The phrase "intellectual property" to describe the patent and copyright systems has become so commonplace that few people give it a second thought. Superficially, the copyright and patent systems are structured like traditional property systems, and this has become the dominant way we think about these legal regimes.
But determining whether a legal regime is a well-behaved property system is an empirical question, not merely a matter of semantics or tradition. For example, I'm sure that New York cabbies consider their taxi medalions to be their property—and valuable property at that—but few economists would characterize the creation of such a scheme as "strengthening property rights." Effective property rights systems have two important characteristics. First, they enhance certainty and promote efficiency by establishing clear boundaries to contested resources. Real property, for example, has a system of surveying and claim recording that allows any interested person to determine who owns each plot of land and what its precise boundaries are. Second, property rights create positive incentives for productive activities by rewarding people who produce new assets or enhance existing ones.
The first consideration cannot be an argument for treating patents as property because ideas are non-rivalrous. Once an idea has been created, it can be used freely by anyone. Hence, the analogy between patents and traditional property rights rests entirely on that second characteristic: that patents, like real property, creates incentives for productive behavior by giving inventors exclusive rights over the use of their inventions. Indeed, patents can be considered an effective property system only to the extent that it performs this function. If the existence of the patent system, on average, makes invention a more profitable activity than it would be otherwise, then it makes sense to consider patents a kind of property right. If, in contrast, the patent system creates no net incentives for innovative activity, or worse if it creates a net disincentive, then the usual incentive-based arguments for property rights simply don't apply to the patent system.
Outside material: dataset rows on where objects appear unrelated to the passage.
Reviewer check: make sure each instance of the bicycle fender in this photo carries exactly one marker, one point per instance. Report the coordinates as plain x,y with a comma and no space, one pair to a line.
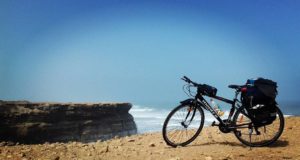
188,101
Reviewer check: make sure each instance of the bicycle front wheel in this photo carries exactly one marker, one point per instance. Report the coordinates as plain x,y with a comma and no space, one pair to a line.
183,125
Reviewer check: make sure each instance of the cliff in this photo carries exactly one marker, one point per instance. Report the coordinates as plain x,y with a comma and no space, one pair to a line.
26,122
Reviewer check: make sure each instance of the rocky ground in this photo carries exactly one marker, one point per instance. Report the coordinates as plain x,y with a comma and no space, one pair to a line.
211,144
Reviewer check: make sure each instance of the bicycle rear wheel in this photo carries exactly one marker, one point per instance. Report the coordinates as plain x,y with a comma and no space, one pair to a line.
263,136
183,125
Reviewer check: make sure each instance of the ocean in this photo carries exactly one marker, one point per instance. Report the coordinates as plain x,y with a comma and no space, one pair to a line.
151,119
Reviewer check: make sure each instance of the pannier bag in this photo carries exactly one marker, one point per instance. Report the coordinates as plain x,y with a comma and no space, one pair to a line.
259,91
207,90
259,100
262,114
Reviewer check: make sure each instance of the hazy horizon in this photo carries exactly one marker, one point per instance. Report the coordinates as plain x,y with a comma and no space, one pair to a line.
137,51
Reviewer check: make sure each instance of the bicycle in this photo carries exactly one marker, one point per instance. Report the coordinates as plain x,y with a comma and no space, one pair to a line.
185,122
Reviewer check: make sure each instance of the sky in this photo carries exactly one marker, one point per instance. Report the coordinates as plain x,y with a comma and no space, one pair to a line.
137,51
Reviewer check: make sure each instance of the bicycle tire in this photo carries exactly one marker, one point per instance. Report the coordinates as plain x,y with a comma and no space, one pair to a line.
172,114
263,142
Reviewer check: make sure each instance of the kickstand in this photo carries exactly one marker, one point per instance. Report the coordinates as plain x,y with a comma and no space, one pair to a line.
250,135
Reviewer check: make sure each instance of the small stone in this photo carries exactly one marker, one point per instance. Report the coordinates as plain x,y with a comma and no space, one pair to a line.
151,145
208,158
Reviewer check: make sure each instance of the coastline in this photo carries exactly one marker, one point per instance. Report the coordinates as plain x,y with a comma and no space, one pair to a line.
210,144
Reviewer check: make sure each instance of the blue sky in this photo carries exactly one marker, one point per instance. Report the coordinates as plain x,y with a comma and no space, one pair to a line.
136,51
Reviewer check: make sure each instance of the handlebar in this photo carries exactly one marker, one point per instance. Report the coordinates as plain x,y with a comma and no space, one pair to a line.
186,79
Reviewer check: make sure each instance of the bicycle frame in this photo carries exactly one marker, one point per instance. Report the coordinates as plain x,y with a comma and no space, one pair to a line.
200,99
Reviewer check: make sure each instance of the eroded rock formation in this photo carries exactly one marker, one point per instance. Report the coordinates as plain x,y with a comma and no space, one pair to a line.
25,122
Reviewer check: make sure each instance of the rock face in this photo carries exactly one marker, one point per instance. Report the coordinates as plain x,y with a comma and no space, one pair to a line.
26,122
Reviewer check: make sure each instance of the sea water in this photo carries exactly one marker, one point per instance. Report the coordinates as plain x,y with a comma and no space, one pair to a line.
151,119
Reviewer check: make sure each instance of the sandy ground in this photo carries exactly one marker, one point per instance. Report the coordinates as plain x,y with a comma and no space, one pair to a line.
210,144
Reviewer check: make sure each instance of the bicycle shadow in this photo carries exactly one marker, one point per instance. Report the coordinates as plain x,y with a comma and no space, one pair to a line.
277,144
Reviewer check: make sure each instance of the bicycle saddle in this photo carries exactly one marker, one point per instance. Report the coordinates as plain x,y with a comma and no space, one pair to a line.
234,86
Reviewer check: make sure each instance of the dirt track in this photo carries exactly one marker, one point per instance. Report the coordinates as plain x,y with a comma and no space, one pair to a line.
211,144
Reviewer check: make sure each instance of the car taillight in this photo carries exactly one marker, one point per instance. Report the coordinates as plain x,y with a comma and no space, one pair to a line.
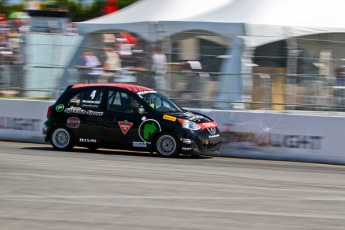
48,111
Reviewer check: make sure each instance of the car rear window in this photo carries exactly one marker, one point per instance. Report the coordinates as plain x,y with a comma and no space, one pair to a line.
90,98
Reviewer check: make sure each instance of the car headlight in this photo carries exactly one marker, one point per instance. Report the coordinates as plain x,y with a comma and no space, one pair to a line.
189,124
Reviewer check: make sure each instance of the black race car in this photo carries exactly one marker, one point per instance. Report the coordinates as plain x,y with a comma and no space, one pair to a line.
123,116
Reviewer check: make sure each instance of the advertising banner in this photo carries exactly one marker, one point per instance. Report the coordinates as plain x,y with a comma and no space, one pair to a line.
269,135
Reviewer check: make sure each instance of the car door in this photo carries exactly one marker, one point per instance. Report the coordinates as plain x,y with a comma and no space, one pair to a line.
84,113
121,123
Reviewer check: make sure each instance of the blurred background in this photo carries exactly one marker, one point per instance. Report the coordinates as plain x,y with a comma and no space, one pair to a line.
225,54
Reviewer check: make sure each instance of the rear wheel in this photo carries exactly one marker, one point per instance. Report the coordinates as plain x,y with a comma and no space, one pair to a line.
167,145
62,139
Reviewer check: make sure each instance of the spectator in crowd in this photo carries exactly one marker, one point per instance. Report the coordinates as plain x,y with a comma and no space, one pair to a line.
142,68
112,63
159,67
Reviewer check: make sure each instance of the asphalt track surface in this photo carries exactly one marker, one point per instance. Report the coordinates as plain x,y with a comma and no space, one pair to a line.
45,189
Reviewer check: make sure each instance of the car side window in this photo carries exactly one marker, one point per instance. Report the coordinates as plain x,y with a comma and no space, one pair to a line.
121,101
90,98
And indeed, the second characteristic (positive incentives for innovation) depends crucially on the first (clear and predictable boundaries). As we learned from Hernando de Soto, "property" systems without clear boundaries and predictable rules are an impediment, not an aid, to economic growth. A system in which boundary lines are unclear—if, say, a given plot of land is claimed by a dozen surrounding residents with no clear process for determining who is the rightful owner—the resulting uncertainty and the costs of litigation will swamp the positive incentive effects of the legal regime.
That insight is the starting point for Patent Failure, an important new book by James Bessen and Michael J. Meurer. A well-functioning patent system should look like this graph, lifted from page 139 of their book:
This shows how the patent system affects the chemical and pharmaceutical industries. The dashed line at the top shows the profits from all chemical and pharmaceutical patents, while the solid line on the bottom shows the costs to alleged infringers of patent disputes—some of which, we should remember, are innocent. As we would hope, the top line is significantly above the bottom line. The net incentive for innovation created by the patent system is the different between these lines—the profits to patent holders minus the costs to alleged infringers from patent lawsuits. While the uptick in litigation in the late 1990s is worrisome, the patent system seems to be working the way it's supposed to in these industries. The positive incentive effects of patents appear to be significantly larger than the deadweight costs of patent litigation.